The plaintiff which seeks class-action status, Margaret Murr of Surprise, Ariz., says she wrote an Access Check for $4,358.80 in Oct. 2012 based on Capital One's zero percent APR offer for 12 months. The offer stated: "Write a check to yourself - 0% for 12 months" and "We will begin charging 0% interest on these checks and transfers on the transaction date."
The suit alleges that after Murr took Capital One up on the offer, in the following months her payments were first applied partly to the special transfer balance, creating a shortfall in the regular purchase balance, even when Murr paid off the regular purchase amounts in full each month.
"By creating this shortfall, Capital One takes away the interest-free grace period and interest charges created by Access Checks begin accruing the moment a customer makes an ordinary credit card purchase during the Access Check's promotional period," the suit alleges.
So, when Murr made regular purchases during the month, she started racking up interest on those and subsequent purchases at 13.9 percent from the day the transactions posted to the account. Unless a cardholder paid the entire balance of the transfer and the purchases right away, they would lose the no-interest deal. If as little as $1 of the new purchases were not paid, the zero interest deal on the promo balance would disappear, kicking in a double-digit rate, the suit states.
"Nowhere in the 0% APR offer accepted by [Murr] did Capital One state that it would eliminate the grace period associated with [her] account unless she paid the entire purchase balance and special transfer balance immediately and in full," the lawsuit states.
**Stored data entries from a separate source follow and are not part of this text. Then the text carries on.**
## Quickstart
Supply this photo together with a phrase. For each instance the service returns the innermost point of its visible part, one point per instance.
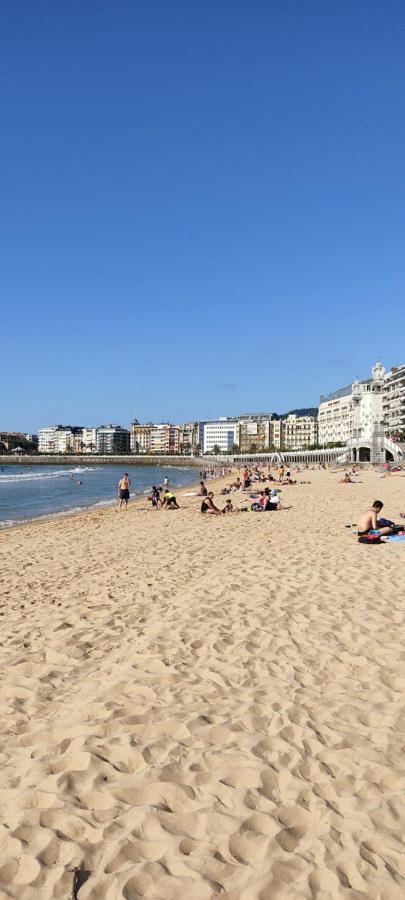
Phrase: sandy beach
(195, 707)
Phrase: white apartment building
(352, 412)
(89, 440)
(112, 439)
(335, 416)
(222, 433)
(299, 432)
(55, 439)
(164, 438)
(394, 401)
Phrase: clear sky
(202, 205)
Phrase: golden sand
(196, 707)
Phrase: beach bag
(370, 539)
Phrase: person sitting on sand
(208, 506)
(155, 498)
(124, 485)
(272, 500)
(170, 501)
(370, 524)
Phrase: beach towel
(370, 539)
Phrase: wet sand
(196, 707)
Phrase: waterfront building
(88, 440)
(112, 439)
(188, 438)
(55, 439)
(164, 438)
(335, 416)
(220, 433)
(9, 440)
(299, 432)
(394, 402)
(351, 412)
(140, 436)
(355, 416)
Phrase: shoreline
(190, 701)
(97, 508)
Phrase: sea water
(31, 492)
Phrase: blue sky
(202, 205)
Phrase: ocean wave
(8, 478)
(60, 514)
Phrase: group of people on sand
(161, 497)
(372, 523)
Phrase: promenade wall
(84, 459)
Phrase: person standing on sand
(368, 522)
(208, 506)
(124, 485)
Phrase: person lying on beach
(155, 498)
(369, 523)
(259, 502)
(208, 506)
(273, 501)
(169, 501)
(124, 485)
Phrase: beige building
(150, 438)
(254, 435)
(393, 400)
(299, 432)
(140, 436)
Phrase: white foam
(8, 478)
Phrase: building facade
(163, 438)
(9, 440)
(56, 438)
(299, 432)
(112, 439)
(394, 402)
(335, 416)
(220, 433)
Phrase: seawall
(44, 459)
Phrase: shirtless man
(368, 521)
(124, 485)
(208, 506)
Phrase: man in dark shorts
(208, 506)
(369, 524)
(170, 501)
(124, 485)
Capital One Bank, a subsidiary of Capital One Financial Corp., headquartered in McLean, Va., is one of the largest issuers of Visa and MasterCard credit cards in the country.
Murr paid the associated 2 percent transaction fee and her balance in full each month, but was subject to "improperly incurred interest charges," late fees, lost the interest-free grace period associated with her Capital One credit card, and "has been the subject of derogatory credit reports and suffered negative credit consequences, and has been harassed by debt collectors," the lawsuit states.
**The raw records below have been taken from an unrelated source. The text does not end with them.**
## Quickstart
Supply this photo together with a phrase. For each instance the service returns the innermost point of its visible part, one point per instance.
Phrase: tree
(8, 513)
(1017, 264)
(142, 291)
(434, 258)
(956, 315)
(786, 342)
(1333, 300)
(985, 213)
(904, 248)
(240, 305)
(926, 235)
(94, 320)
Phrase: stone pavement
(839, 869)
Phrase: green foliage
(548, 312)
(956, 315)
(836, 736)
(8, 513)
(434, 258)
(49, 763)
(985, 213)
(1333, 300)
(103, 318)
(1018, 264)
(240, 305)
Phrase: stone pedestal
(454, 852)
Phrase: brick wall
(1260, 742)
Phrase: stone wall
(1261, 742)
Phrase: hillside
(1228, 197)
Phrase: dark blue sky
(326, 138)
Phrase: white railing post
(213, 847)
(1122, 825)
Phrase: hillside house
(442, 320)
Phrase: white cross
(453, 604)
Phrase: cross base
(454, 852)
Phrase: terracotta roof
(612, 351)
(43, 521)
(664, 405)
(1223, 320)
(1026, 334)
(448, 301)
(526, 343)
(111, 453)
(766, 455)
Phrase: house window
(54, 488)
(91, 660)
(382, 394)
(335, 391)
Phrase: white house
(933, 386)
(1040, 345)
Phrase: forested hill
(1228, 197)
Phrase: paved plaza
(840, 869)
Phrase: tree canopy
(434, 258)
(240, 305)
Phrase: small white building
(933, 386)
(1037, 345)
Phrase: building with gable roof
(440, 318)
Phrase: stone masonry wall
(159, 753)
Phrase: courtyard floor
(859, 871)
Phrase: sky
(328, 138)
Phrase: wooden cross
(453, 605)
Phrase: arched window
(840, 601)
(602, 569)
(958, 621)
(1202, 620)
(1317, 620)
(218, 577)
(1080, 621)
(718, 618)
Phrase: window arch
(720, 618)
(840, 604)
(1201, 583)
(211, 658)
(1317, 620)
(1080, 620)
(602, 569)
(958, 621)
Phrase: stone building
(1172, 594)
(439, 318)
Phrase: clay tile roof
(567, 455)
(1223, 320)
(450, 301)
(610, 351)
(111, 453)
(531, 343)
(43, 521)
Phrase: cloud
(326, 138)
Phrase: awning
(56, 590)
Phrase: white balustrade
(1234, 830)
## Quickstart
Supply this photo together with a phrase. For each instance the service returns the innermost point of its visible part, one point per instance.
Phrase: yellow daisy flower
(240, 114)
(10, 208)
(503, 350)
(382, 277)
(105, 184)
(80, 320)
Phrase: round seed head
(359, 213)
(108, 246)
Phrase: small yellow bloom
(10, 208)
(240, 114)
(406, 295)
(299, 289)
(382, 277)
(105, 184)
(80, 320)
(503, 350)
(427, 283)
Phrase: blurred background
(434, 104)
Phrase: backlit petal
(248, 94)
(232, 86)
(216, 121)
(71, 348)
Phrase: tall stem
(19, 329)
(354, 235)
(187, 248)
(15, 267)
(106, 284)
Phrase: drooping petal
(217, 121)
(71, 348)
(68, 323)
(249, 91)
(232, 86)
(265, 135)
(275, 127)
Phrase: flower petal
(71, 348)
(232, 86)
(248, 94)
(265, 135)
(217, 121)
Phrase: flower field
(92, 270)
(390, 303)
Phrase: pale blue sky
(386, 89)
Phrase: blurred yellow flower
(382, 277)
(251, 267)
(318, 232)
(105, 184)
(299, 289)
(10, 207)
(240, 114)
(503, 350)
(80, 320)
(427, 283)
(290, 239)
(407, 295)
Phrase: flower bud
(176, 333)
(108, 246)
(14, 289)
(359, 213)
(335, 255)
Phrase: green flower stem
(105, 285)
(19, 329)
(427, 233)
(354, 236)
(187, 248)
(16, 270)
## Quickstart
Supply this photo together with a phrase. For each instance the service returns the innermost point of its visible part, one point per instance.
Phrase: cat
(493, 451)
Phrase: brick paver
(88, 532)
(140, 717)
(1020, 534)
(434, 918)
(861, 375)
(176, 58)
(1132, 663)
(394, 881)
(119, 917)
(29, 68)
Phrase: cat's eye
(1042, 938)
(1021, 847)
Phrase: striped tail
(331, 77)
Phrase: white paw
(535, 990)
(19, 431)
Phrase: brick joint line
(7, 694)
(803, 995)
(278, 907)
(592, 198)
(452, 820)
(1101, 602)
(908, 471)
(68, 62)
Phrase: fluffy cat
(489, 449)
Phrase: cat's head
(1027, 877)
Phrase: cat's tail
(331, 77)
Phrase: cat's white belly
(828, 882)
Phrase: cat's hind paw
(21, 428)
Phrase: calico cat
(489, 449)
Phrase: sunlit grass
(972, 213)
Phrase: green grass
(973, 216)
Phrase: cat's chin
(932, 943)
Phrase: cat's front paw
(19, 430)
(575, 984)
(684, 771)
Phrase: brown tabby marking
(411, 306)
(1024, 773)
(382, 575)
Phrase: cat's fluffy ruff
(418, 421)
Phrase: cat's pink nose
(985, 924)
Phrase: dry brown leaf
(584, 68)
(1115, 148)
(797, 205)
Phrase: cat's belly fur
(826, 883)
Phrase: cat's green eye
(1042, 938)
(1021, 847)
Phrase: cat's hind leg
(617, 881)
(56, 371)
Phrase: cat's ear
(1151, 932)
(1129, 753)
A spokeswoman for Capital One declined to comment to ABC News due to the pending litigation.
"Capital One did not honor the deal we agreed to, and instead it cost me far more than if I simply did business with a different credit card company," Murr told ABC News. "I feel like I was plundered by the barbarians in Capital One's commercials."
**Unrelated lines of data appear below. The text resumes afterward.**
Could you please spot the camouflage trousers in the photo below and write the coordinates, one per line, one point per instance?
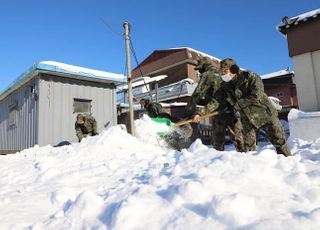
(223, 124)
(274, 132)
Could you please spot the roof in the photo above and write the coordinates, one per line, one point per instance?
(297, 20)
(63, 70)
(196, 51)
(277, 74)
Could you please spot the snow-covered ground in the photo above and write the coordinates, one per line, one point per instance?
(116, 181)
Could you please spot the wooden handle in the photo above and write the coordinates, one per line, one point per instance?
(190, 120)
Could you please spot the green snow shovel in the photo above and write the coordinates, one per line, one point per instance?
(169, 123)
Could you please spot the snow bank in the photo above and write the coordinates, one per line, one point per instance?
(116, 181)
(304, 125)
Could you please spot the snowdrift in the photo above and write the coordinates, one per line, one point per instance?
(116, 181)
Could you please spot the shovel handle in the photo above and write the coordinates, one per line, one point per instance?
(190, 120)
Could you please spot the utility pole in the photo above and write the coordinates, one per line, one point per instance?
(126, 26)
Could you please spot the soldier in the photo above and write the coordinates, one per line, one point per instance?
(252, 105)
(209, 87)
(85, 126)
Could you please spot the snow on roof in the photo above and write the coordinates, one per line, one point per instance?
(65, 69)
(201, 53)
(289, 22)
(277, 74)
(61, 67)
(141, 81)
(298, 114)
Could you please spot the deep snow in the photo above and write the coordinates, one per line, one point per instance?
(116, 181)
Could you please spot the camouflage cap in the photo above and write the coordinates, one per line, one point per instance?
(205, 61)
(227, 63)
(144, 101)
(80, 119)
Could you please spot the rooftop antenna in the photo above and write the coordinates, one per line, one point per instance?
(126, 26)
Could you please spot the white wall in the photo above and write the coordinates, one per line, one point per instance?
(304, 125)
(307, 75)
(56, 117)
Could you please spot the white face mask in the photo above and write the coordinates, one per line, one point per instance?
(226, 77)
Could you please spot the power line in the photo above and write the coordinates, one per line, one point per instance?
(137, 62)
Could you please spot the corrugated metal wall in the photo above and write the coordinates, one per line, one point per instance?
(56, 117)
(22, 134)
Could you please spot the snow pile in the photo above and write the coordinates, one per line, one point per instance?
(116, 181)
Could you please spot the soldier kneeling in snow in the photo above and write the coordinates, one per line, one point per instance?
(85, 126)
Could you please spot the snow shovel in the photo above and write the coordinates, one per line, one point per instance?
(180, 123)
(169, 123)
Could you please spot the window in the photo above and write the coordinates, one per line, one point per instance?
(279, 94)
(81, 106)
(13, 112)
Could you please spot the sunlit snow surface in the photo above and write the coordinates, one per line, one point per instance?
(116, 181)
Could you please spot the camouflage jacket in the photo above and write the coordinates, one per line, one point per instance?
(154, 109)
(246, 94)
(208, 88)
(88, 128)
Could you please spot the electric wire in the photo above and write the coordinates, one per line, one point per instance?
(137, 62)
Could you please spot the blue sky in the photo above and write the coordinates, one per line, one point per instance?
(72, 31)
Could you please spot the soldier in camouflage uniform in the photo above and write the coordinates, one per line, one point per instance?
(85, 126)
(252, 105)
(209, 88)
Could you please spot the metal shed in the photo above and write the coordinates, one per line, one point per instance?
(40, 107)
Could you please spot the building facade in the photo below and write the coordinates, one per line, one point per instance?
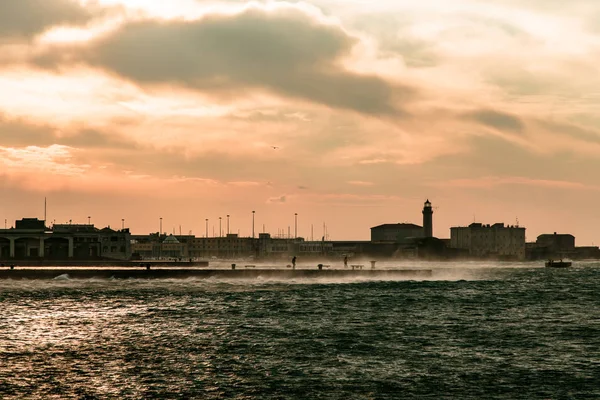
(31, 239)
(395, 233)
(490, 241)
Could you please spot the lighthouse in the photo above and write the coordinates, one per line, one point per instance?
(427, 219)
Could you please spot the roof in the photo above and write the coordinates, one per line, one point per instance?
(397, 226)
(171, 239)
(549, 235)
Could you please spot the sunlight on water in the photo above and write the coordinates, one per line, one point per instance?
(467, 332)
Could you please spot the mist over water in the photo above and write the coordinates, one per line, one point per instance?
(470, 331)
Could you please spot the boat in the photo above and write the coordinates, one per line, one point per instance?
(558, 264)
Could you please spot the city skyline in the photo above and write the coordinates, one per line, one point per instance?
(346, 113)
(221, 226)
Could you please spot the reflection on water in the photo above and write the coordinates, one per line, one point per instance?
(466, 333)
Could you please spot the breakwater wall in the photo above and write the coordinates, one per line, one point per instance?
(101, 273)
(102, 263)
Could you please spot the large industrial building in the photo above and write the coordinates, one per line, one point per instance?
(404, 232)
(30, 239)
(490, 241)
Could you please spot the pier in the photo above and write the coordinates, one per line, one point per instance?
(183, 273)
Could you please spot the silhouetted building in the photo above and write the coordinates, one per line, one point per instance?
(31, 239)
(490, 241)
(396, 233)
(557, 242)
(427, 219)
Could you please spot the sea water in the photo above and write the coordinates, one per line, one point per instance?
(480, 332)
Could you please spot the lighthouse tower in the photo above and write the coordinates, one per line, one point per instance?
(427, 219)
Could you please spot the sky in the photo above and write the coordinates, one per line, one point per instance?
(349, 114)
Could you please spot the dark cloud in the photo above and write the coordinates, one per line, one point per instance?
(26, 18)
(20, 133)
(497, 120)
(286, 51)
(574, 131)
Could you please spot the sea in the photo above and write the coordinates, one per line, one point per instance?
(470, 331)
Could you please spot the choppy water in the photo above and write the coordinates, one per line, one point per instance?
(514, 333)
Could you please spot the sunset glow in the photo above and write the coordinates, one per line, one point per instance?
(348, 113)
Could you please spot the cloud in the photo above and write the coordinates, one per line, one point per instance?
(360, 183)
(16, 132)
(280, 199)
(55, 159)
(285, 49)
(497, 120)
(490, 182)
(27, 18)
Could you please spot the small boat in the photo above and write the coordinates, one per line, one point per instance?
(558, 264)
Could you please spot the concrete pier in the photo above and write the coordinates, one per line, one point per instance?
(164, 273)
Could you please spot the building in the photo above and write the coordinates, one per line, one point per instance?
(403, 232)
(557, 242)
(427, 220)
(395, 233)
(31, 239)
(490, 241)
(161, 246)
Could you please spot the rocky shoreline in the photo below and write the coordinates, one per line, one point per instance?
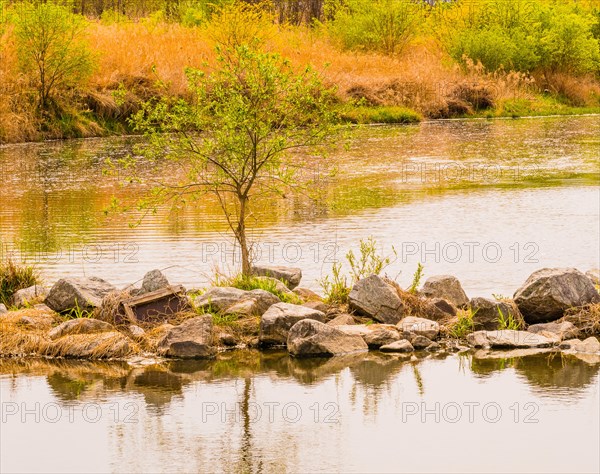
(88, 318)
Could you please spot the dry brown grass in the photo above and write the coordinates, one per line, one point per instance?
(585, 318)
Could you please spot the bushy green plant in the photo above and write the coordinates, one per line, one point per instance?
(14, 277)
(463, 325)
(520, 35)
(251, 282)
(51, 48)
(507, 321)
(379, 25)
She accuses the bank of fraud, breach of contract, breach of the implied covenant of good faith and fair dealing, and violation of the Credit Card Accountability Responsibility and Disclosure Act of 2009. Known as the Credit CARD Act, its aim was "to establish fair and transparent practices relating to the extension of credit under an open end consumer credit plan," the law states.
Gerri Detweiler, credit expert with Credit.com, said the Credit CARD Act, which amended the Truth in Lending Act and went into effect in Feb. 2010, aimed to make things more straightforward for consumers. One of the bank requirements of the CARD Act is to disclose the "conditions under which a finance charge may be imposed, including the time period (if any) within which any credit extended may be repaid without incurring a finance charge."
But Detweiler says, "Credit card interest calculations can get complicated, especially when you have different balances under different interest rates."
"So it's really important for consumers to pay attention to their statements, and when something doesn't look right to speak up," she said. "If you aren't sure whether your interest is being calculated correctly, you may want to reach out to the Consumer Financial Protection Bureau which may be able to help as well."
Tim Blood, Murr's attorney, said, "No company, and certainly not a large financial institution like Capital One, should promise its customers something, but then not follow through on its promise. Worse, here Capital One took far more money from its customers than if they had never done business with them. Through this lawsuit, Mrs. Murr intends to make Capital One stick with the deal it made and, hopefully, deter Capital One from running similar scams in the future."
For consumers, experts say the best way to avoid interest charges on promo offers is to pay the card down completely, take the transfer deal, and make no new charges on the card until it's paid off. It's a lesson that Murr learned the hard way.